Rameshbabu Praggnanandhaa, 18, will face world number one Magnus Carlsen, 32, in a tiebreaker round at the FIDE Chess World Cup final in Baku, Azerbaijan, on Thursday.
Social media was abuzz with messages of good wishes for Praggnanandhaa, fondly nicknamed Praggu – only the second Indian player after chess Grandmaster Viswanathan Anand to reach the World Chess Final.
Grandmaster is a lifelong title bestowed to the world's strongest players by the International Chess Federation, which is known by its French acronym FIDE.
“Patience is the key! An 18-year-old young lad is set to create history today. India is rooting for you, champ! Let’s go,” said social media user Meeti Shah on X, the platform formerly known as Twitter.
“Praggnanandhaa is such an inspirational man! I hope he wins against Magnus,” said another, Jasha.
Did chess originate in India?
Some historians believe chess originated in India about 1,500 years ago.
Praggnanandhaa, from Chennai, the chess capital of cricket-loving India in the southern state of Tamil Nadu was inspired to take up the game after watching his sister Vaishali Rameshbabu.
Vaishali, 21, holds the titles of Woman Grandmaster and International Master.
Their mother Nagalakshmi enrolled them in chess classes to make sure the siblings did not spend too much time watching television.
Father Rameshbabu has spoken in the past of great pride in his children's achievements.
“I must credit my wife, who accompanies them to tournaments and is very supportive,” he said.

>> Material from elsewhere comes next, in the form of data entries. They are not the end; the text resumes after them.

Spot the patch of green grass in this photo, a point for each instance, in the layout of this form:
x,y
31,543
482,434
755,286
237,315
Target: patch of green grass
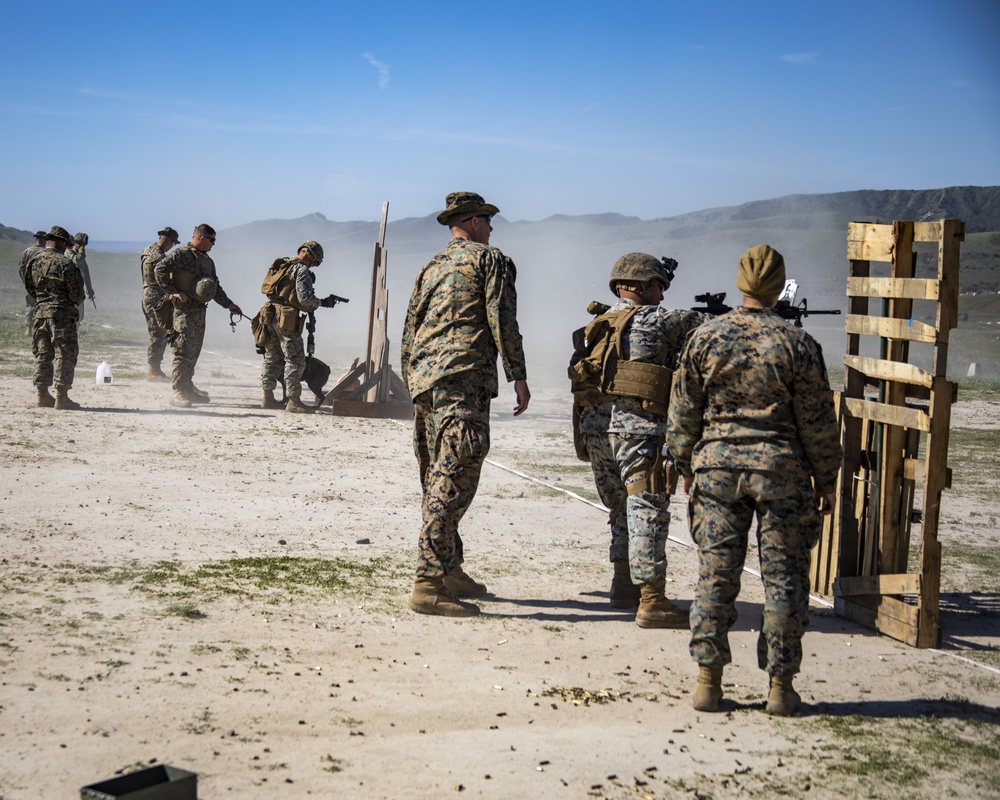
x,y
185,610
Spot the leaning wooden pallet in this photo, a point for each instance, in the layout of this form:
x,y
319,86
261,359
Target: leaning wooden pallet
x,y
890,408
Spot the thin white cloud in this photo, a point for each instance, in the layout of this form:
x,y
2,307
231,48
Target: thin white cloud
x,y
800,58
383,69
104,93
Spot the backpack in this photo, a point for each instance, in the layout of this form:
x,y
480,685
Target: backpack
x,y
278,281
597,351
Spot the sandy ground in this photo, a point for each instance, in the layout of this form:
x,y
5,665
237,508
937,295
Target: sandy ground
x,y
138,626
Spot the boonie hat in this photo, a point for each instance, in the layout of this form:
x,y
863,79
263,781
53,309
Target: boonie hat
x,y
315,249
59,233
465,203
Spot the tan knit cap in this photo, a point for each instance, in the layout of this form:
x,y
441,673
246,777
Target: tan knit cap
x,y
762,272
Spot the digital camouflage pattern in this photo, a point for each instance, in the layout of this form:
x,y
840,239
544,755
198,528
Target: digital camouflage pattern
x,y
751,413
647,511
29,301
56,286
451,439
462,313
654,335
186,266
723,506
753,393
594,421
285,349
152,298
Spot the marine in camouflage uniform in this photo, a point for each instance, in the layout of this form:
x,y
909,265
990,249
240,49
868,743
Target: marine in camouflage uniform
x,y
284,348
653,336
179,274
461,315
22,264
78,255
156,305
753,431
56,286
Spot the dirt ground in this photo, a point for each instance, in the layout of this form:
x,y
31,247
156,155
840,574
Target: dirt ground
x,y
223,589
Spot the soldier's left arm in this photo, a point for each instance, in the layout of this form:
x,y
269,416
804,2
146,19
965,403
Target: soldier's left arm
x,y
815,416
501,313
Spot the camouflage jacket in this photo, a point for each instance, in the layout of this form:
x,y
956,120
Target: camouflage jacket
x,y
150,257
752,393
79,257
184,267
462,313
653,336
26,256
55,284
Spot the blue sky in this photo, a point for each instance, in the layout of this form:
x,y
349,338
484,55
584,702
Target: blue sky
x,y
144,114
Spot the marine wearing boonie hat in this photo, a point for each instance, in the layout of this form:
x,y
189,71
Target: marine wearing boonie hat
x,y
59,233
465,203
315,250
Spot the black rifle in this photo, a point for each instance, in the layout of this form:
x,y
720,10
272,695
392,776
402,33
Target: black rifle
x,y
715,304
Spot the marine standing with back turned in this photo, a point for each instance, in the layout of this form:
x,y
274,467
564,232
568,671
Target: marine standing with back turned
x,y
56,286
462,314
753,432
188,276
289,290
156,305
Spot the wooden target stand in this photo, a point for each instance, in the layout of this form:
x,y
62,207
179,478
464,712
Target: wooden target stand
x,y
890,411
371,388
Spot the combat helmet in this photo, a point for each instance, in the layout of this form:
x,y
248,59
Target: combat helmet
x,y
204,290
635,268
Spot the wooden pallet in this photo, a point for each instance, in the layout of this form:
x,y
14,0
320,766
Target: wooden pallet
x,y
892,409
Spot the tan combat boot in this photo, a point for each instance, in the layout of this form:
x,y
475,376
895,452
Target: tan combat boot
x,y
461,585
708,690
431,597
45,400
63,402
270,401
783,700
180,400
655,611
293,405
624,593
155,375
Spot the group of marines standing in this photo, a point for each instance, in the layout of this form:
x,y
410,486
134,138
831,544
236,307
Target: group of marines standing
x,y
738,405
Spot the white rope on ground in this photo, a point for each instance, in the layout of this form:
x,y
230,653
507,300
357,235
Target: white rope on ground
x,y
819,599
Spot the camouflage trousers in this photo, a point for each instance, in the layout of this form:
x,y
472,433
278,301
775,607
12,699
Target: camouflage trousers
x,y
722,509
608,479
451,438
647,511
283,350
189,334
151,299
56,348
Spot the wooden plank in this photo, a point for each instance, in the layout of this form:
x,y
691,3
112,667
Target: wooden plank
x,y
889,370
908,329
361,408
874,619
912,288
877,585
890,415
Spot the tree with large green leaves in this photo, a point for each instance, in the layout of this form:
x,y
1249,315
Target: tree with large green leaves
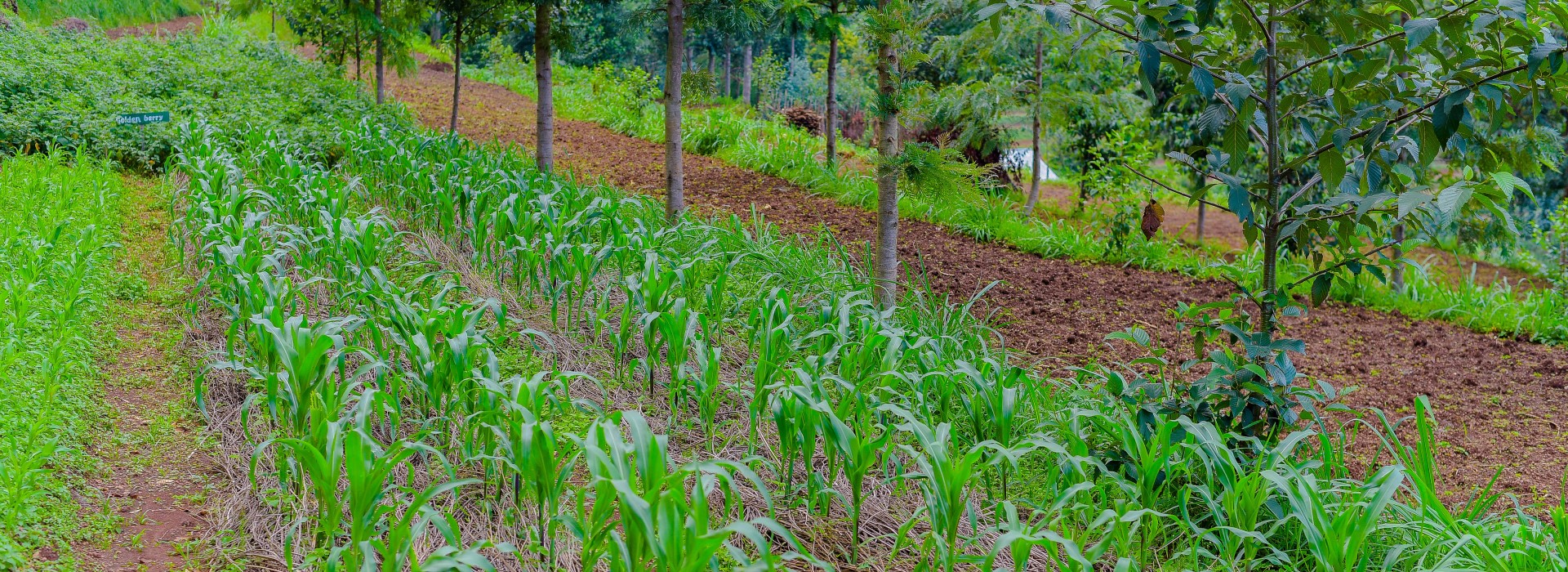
x,y
1329,119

“She takes great care of them.”
Praggnanandhaa began practising chess at the age of two. His first success came in 2013 when he won the Under-Eight World Youth Chess Championship at the age of seven, earning the title of FIDE Master.
He again won the title two years later in 2015 in the Under-10 category.
A year later, he became the Youngest International Master at the age of 10 years, 10 months and 19 days and won his first Grandmaster title at the World Junior Chess Championship in 2017 – becoming the youngest player ever to accomplish the feat.
In 2018, he became the fifth-youngest Grandmaster globally and the youngest Indian to achieve the feat.
Last year, he became the youngest player to beat reigning world champion Carlsen at the online Airthings Masters.
Praggnanandhaa practises for six to eight hours a day.
His mother, Nagalakshmi, still takes him to chess classes and accompanies him to tournaments abroad, carrying her induction stove, rice cooker and masalas to feed Praggnanandhaa home-cooked meals.